(Reuters) - Oilfield services firm BJ Services filed for Chapter 11 bankruptcy protection early on Monday, following a severe cut in demand and cash crunch due to the coronavirus pandemic.
The company, which offers hydraulic fracturing of shale wells, said it was in discussions with bidders for sale of its cementing business and portions of its fracking operations.
“Severe downturn in activity and subsequent lack of liquidity resulted in an unmanageable capital structure”, Chief Executive Officer Warren Zemlak said, and added BJ Services was working with its lenders to get liquidity to fund the sale.
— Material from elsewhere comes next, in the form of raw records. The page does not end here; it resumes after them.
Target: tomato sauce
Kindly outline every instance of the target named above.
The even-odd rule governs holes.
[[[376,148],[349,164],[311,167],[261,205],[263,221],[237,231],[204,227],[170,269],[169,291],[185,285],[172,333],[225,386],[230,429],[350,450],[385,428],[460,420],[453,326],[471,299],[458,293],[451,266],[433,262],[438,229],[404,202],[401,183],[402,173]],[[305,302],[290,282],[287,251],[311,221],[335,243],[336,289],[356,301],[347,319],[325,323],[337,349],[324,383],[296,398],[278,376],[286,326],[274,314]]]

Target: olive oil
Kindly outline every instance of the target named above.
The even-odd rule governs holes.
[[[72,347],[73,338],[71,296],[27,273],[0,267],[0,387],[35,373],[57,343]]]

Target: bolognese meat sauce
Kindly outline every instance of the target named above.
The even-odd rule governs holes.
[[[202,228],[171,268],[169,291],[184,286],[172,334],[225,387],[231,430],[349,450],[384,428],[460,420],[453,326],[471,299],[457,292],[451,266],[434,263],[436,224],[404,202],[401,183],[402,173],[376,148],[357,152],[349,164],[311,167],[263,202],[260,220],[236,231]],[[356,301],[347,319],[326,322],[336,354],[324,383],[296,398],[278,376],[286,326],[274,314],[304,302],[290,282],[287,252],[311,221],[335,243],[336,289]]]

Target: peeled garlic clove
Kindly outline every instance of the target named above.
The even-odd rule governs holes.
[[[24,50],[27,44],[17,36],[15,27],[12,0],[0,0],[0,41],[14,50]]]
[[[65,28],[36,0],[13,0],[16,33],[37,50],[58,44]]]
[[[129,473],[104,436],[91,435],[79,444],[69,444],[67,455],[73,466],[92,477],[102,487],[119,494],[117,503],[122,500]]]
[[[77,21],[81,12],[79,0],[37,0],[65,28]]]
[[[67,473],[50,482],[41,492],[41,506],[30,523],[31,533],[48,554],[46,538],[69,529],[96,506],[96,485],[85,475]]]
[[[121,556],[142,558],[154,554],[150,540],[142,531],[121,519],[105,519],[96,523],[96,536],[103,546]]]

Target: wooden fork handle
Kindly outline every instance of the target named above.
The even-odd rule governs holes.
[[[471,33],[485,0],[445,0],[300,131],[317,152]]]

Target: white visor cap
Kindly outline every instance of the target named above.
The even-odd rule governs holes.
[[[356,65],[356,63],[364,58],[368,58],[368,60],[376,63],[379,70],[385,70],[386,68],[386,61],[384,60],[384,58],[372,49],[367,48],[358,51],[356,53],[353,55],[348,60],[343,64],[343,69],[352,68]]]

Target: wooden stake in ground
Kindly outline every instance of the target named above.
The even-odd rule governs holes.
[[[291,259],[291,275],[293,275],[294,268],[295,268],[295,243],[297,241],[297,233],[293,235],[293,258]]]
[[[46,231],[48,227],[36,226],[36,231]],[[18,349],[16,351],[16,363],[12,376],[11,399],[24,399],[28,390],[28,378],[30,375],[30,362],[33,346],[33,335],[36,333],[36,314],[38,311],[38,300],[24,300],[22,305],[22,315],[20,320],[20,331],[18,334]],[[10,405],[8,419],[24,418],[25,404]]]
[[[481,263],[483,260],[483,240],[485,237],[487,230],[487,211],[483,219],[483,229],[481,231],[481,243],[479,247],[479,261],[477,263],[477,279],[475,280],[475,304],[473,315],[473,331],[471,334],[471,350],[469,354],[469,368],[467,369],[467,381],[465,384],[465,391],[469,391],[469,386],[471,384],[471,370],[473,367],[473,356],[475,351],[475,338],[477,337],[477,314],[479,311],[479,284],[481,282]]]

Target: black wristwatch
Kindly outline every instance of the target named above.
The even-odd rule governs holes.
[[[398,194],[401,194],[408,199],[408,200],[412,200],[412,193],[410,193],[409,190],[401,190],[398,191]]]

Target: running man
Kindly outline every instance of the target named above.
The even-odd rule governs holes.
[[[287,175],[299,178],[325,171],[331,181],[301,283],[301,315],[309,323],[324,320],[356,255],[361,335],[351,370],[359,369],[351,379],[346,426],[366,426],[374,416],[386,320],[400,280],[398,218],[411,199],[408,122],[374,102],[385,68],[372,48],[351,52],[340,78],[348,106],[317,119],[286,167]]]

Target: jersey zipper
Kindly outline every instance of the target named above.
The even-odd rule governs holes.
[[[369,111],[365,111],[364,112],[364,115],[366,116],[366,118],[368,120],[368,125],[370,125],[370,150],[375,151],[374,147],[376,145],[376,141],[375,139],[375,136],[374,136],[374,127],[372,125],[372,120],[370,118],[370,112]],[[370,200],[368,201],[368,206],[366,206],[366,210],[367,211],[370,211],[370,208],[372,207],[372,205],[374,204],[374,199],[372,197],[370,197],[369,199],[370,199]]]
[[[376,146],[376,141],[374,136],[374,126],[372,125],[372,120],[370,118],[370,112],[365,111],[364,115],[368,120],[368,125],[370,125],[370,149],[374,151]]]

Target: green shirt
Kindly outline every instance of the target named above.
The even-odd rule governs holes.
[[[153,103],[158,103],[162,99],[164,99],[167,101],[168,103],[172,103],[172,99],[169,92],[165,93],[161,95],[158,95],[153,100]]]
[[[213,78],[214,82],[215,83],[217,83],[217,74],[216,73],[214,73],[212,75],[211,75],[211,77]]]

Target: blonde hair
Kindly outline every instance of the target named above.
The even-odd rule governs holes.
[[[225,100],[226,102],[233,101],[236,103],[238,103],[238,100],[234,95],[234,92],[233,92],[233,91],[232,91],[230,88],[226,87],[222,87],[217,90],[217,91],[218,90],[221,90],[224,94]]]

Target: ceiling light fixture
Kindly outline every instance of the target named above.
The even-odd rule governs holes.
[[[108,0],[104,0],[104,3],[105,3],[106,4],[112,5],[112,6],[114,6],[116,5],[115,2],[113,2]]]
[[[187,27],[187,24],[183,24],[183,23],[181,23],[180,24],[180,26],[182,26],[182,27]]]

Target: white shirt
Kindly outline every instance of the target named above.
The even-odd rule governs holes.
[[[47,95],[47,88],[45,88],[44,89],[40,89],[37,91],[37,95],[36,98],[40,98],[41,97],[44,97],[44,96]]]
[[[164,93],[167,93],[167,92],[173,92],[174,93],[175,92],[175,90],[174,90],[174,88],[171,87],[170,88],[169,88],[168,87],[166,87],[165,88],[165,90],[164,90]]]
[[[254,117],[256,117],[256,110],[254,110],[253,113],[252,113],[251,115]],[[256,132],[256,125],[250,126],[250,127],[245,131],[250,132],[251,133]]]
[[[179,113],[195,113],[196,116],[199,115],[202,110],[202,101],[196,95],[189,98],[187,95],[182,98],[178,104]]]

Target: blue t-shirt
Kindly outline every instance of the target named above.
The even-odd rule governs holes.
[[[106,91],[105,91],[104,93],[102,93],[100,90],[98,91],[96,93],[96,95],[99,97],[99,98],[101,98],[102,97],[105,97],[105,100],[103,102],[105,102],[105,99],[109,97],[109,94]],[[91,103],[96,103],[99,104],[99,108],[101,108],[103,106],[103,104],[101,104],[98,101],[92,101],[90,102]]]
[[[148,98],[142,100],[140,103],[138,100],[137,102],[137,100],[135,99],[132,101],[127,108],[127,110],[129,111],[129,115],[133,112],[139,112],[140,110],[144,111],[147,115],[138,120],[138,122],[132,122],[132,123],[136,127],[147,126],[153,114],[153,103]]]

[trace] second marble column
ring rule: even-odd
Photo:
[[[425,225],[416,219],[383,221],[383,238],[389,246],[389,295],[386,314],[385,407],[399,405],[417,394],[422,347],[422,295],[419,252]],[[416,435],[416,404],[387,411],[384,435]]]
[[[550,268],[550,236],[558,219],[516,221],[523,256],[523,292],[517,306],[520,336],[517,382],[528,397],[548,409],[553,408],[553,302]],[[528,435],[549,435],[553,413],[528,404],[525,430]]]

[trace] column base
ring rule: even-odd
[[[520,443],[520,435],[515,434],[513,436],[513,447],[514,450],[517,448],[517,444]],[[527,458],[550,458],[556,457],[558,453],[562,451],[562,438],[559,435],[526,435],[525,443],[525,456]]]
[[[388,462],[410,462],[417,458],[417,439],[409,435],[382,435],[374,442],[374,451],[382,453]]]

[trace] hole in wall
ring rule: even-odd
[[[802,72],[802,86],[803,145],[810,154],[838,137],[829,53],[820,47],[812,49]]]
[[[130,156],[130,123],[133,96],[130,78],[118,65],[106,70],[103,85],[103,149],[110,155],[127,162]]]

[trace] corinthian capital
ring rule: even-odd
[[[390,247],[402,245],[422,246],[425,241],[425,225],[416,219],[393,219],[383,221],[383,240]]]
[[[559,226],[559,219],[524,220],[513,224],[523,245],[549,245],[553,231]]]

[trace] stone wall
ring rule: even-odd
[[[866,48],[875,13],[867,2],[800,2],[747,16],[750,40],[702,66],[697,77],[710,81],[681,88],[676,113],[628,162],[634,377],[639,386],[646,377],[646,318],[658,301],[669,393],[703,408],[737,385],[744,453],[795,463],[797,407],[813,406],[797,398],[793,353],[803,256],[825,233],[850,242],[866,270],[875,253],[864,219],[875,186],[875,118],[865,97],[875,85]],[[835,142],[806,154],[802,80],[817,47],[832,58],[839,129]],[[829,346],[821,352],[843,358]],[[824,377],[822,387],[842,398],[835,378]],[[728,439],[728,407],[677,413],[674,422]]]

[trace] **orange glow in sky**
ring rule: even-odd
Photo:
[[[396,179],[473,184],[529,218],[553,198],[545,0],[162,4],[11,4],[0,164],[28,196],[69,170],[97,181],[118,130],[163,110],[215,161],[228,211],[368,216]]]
The fracking company, which filed for Chapter 11 in the bankruptcy court in Southern District of Texas, listed assets and liabilities in the range of $500 million to $1 billion.
BJ services, which operates in shale basins in Canada, said it would file seeking protection under the Companies’ Creditors Arrangement Act for an orderly wind-down of operations in the country.
Oilfield service giant Baker Hughes Co closed a $6.8 billion deal to buy the company in 2010.
BJ Services in 2017 began operating as an independent joint venture after Baker Hughes sold a 53.3 percent stake in the hydraulic fracturing and cementing business to private equity firm CSL Capital Management and Goldman Sachs’ West Street Energy Partners for $325 million.
BJ Services, which has crews in shale basins across the United States and Canada, withdrew its plans for a $100 million initial public offering in 2019, which it had initially filed in 2017.